Ben Is Back is a 2018 film directed by Peter Hedges and starring Julia Roberts, Lucas Hedges, and Courtney B. Vance. It tells the harrowing story of a mother who tries to help addict son when he comes home for Christmas on a break from his sober living facility. But Ben is not out of harm’s way and things quickly unravel, endangering the entire family. Recovery Unplugged wrote, “The film depicts with excruciating accuracy the painful and undignified places to which addiction takes sufferers and the power of a determined parent to affect change, even when their optimism seems futile. Few movies about drug addiction capture the struggle of this piece.”
Beautiful Boy is one of the few movies about addiction to focus on meth, rather than heroin, and tells the story of an academically gifted teenager (Timothée Chalamet), who falls down the rabbit hole of addiction despite everything his grief-stricken father (Steve Carrell) does to free him. Based on the memoirs Beautiful Boy: A Father’s Journey Through His Son’s Addiction by David Sheff and Tweak: Growing Up on Methamphetamines by Nic Sheff, this 2018 drama takes an honest look at the anguish and desperation that families dealing with addiction face. Rotten Tomatoes viewers gave it a 69% rating.

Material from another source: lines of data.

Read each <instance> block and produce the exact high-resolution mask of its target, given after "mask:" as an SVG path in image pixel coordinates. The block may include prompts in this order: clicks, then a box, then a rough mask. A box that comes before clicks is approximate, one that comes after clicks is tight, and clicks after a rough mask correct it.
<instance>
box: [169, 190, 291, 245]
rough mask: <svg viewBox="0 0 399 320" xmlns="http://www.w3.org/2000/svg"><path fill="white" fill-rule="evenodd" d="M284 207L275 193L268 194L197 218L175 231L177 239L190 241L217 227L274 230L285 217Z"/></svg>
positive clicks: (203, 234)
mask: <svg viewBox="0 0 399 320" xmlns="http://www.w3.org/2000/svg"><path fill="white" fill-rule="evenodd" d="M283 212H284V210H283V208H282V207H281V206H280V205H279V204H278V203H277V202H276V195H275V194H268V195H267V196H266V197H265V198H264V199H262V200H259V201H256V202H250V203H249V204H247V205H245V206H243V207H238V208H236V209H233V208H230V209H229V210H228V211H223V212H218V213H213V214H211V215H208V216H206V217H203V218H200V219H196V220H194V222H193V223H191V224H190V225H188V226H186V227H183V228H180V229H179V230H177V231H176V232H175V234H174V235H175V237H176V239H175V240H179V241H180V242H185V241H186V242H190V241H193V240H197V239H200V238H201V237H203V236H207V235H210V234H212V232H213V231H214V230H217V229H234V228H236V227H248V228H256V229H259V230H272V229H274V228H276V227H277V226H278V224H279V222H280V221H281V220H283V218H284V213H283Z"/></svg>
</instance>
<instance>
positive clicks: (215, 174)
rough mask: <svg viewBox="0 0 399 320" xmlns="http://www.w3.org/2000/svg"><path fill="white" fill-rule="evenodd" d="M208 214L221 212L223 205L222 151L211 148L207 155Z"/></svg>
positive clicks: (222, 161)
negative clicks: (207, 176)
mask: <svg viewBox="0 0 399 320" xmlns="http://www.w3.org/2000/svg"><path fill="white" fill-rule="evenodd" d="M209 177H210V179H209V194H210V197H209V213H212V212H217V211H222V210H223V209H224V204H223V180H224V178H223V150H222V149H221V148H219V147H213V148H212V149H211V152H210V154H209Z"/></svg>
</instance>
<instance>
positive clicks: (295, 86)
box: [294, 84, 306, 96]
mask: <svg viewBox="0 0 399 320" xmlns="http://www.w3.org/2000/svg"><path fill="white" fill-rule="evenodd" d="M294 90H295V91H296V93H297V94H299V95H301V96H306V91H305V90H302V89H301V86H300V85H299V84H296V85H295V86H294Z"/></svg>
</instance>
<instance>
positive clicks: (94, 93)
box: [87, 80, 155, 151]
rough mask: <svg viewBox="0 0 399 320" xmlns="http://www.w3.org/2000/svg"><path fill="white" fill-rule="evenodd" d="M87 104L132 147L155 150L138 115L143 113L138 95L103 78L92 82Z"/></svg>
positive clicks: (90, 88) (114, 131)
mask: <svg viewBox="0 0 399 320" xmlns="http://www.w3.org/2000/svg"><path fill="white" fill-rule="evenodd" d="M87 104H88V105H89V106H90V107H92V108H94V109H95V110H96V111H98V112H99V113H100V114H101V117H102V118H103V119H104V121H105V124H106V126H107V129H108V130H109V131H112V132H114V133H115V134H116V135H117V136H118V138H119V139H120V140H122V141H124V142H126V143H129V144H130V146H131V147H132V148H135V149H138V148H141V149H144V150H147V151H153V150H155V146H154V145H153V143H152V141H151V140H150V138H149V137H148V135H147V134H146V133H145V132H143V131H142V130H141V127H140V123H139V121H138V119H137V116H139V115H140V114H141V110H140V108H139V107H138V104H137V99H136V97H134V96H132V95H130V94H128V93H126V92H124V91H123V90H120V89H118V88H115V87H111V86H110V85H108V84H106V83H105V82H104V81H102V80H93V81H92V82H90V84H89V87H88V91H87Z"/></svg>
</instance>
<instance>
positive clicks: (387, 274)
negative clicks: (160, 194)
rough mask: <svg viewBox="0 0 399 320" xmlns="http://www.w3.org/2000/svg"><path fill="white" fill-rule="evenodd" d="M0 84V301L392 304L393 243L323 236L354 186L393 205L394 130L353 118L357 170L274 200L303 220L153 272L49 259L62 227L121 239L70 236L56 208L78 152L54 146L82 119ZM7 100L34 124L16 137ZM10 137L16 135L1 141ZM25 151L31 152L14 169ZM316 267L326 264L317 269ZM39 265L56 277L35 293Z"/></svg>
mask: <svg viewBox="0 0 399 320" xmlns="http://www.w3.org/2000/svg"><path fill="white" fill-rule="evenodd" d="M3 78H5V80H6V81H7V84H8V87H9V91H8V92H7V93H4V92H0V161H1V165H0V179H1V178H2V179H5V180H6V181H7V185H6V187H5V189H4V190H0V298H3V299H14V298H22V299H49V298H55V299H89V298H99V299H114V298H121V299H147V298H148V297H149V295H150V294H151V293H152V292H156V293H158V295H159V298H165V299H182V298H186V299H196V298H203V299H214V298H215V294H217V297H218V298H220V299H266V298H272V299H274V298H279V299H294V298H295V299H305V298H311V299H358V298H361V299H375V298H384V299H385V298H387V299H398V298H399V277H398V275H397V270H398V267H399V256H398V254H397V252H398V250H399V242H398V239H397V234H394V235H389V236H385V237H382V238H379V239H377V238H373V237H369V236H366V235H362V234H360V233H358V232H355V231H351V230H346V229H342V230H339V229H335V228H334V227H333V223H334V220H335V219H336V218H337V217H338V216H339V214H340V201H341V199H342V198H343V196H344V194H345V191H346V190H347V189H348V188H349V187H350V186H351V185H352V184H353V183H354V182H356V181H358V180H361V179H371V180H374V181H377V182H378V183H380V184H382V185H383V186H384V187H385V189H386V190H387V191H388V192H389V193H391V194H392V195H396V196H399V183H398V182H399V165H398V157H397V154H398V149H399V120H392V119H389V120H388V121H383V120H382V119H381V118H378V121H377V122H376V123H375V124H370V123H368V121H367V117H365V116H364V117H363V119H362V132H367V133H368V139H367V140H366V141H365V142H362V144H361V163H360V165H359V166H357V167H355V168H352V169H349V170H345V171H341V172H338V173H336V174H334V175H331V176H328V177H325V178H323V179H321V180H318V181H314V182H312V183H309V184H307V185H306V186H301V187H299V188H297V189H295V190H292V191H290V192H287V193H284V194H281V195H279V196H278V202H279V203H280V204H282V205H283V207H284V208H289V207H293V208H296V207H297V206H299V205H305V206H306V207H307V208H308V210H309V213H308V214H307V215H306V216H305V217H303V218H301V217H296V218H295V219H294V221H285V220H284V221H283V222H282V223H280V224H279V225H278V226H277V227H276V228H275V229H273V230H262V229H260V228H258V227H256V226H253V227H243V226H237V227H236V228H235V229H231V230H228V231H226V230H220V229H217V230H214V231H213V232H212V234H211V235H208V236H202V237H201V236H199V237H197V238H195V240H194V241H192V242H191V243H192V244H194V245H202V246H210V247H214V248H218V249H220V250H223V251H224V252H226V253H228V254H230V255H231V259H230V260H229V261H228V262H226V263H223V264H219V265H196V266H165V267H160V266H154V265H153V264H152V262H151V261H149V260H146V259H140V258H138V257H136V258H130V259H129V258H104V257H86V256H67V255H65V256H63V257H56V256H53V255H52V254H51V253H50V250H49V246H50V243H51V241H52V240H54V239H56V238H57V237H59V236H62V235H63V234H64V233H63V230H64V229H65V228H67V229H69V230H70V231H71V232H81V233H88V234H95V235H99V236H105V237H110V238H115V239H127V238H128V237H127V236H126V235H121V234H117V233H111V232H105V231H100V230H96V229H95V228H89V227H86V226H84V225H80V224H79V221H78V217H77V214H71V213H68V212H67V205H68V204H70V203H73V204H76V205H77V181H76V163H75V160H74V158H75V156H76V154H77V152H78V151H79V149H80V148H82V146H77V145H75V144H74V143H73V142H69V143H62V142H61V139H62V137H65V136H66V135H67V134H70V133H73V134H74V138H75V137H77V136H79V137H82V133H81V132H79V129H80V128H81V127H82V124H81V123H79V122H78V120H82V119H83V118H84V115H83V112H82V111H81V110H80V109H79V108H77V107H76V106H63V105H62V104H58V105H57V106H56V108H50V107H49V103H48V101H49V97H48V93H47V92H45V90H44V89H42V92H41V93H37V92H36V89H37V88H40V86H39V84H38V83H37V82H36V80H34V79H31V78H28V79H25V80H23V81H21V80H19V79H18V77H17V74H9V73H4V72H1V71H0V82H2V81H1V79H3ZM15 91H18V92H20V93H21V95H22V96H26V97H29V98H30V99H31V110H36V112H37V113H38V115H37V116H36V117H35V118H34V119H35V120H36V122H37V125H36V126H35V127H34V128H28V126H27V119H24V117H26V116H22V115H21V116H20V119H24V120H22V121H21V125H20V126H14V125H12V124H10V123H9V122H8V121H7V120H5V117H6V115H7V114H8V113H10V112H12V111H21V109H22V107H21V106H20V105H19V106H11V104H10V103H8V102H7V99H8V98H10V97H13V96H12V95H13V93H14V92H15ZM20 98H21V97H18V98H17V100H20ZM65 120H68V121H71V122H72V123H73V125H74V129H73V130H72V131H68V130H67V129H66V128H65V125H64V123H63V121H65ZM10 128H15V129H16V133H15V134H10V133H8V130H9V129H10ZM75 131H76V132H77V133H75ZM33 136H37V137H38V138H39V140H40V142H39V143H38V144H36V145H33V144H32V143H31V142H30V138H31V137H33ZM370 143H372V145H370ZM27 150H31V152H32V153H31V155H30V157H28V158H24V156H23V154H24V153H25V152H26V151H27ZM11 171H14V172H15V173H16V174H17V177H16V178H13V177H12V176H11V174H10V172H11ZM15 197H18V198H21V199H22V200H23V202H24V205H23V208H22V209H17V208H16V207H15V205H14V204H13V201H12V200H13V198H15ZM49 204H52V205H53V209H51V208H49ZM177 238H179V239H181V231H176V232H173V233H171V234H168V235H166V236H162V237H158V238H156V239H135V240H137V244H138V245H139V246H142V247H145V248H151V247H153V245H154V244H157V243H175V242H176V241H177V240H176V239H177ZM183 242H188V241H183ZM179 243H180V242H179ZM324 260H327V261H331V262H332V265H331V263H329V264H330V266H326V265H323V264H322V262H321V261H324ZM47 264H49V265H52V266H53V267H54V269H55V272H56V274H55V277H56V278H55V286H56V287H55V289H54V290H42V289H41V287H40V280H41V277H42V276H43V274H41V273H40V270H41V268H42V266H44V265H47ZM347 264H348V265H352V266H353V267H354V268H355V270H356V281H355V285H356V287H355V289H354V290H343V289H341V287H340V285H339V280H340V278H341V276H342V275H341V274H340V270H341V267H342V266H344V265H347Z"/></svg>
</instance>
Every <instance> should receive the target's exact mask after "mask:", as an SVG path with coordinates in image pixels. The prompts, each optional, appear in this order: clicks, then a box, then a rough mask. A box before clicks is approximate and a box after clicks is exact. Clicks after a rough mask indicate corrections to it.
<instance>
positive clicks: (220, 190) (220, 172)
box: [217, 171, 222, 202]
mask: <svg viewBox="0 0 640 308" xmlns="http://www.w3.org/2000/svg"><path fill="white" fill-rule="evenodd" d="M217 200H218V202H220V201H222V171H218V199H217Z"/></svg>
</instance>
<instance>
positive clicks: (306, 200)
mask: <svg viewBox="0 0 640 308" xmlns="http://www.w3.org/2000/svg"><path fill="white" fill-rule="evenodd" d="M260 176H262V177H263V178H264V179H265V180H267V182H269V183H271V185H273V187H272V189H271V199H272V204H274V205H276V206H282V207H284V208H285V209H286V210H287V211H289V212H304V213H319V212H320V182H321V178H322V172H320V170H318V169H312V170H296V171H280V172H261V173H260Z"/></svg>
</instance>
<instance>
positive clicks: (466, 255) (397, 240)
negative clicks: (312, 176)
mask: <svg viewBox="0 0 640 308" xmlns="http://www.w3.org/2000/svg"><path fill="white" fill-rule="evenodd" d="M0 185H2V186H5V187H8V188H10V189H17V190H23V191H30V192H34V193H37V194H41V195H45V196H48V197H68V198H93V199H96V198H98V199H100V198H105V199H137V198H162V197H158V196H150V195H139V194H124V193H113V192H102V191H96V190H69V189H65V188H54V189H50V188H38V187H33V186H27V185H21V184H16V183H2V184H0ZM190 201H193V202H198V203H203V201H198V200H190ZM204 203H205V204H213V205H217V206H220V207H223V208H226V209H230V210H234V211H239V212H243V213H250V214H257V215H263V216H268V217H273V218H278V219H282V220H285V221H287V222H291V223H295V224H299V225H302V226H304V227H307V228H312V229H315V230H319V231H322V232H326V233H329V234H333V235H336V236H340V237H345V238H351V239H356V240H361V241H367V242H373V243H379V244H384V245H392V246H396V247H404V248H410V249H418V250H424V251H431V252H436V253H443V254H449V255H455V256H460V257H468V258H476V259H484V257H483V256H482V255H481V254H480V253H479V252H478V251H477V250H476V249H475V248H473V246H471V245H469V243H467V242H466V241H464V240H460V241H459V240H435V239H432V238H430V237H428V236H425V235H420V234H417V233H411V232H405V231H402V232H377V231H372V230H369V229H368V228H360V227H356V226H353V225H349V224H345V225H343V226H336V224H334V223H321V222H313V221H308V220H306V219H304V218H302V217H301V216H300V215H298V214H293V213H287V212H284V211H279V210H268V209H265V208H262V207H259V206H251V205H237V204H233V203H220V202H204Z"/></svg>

6 Balloons tells the gripping, high-stakes drama of a loved one—in this case, a sister—at the end of her rope, but still feeling that she has to do more to help her heroin-addicted brother. As reviewer Brian Tallerico wrote, an addict is “like a drowning man, able to take you down with them as they flail their arms and fight for air. Rarely has a film captured this better than [director] Marja-Lewis Ryan’s 6 Balloons. …We’ve seen countless stories of junkies trying to get clean, but how does someone sever the tie to someone who just keeps pulling them under again and again? Abbi Jacobson and Dave Franco star. Produced by and for Netflix, the film received an 86% (4.5-star) rating on Rotten Tomatoes.
The House I Live In is a 2012 documentary produced for PBS’ Independent Lens. Director Eugene Jarecki examines the 40-year “War on Drugs” and its vastly disproportionate impact on neighborhoods of color. The “war” has resulted in more than 45 million arrests, $1 trillion in government spending, and made the United States the world’s largest jailer; yet drugs are cheaper, purer, and more available than ever.
“It’d be one thing if it was draconian and it worked. But it’s draconian and it doesn’t work. It just leads to more,” says David Simon, creator of the HBO series, The Wire.
The film recognizes drug abuse as a matter of public health; examines how fear of being perceived as “soft on crime” leads politicians to call for ever harsher sentencing, despite persistent evidence of the failure of harsh criminalization measures; and tells heartbreaking stories from the war’s “front lines,” which have led to the incarceration of 2.3 million American men and women.
“The most acclaimed documentary of 2012,” The House I Live In received rave reviews from sources as varied as The New York Times, Forbes, and the Salt Lake Tribune. Sundance Film Festival described it as “Comprehensive in scope, heart wrenching in its humanity, and brilliant in its thesis, Jarecki’s new film grabs viewers and shakes them to their core. The House I Live In is not only the definitive film on the failure of America’s drug war, but it is also a masterpiece filled with hope and the potential to effect change. This film is surely destined for the annals of documentary history.”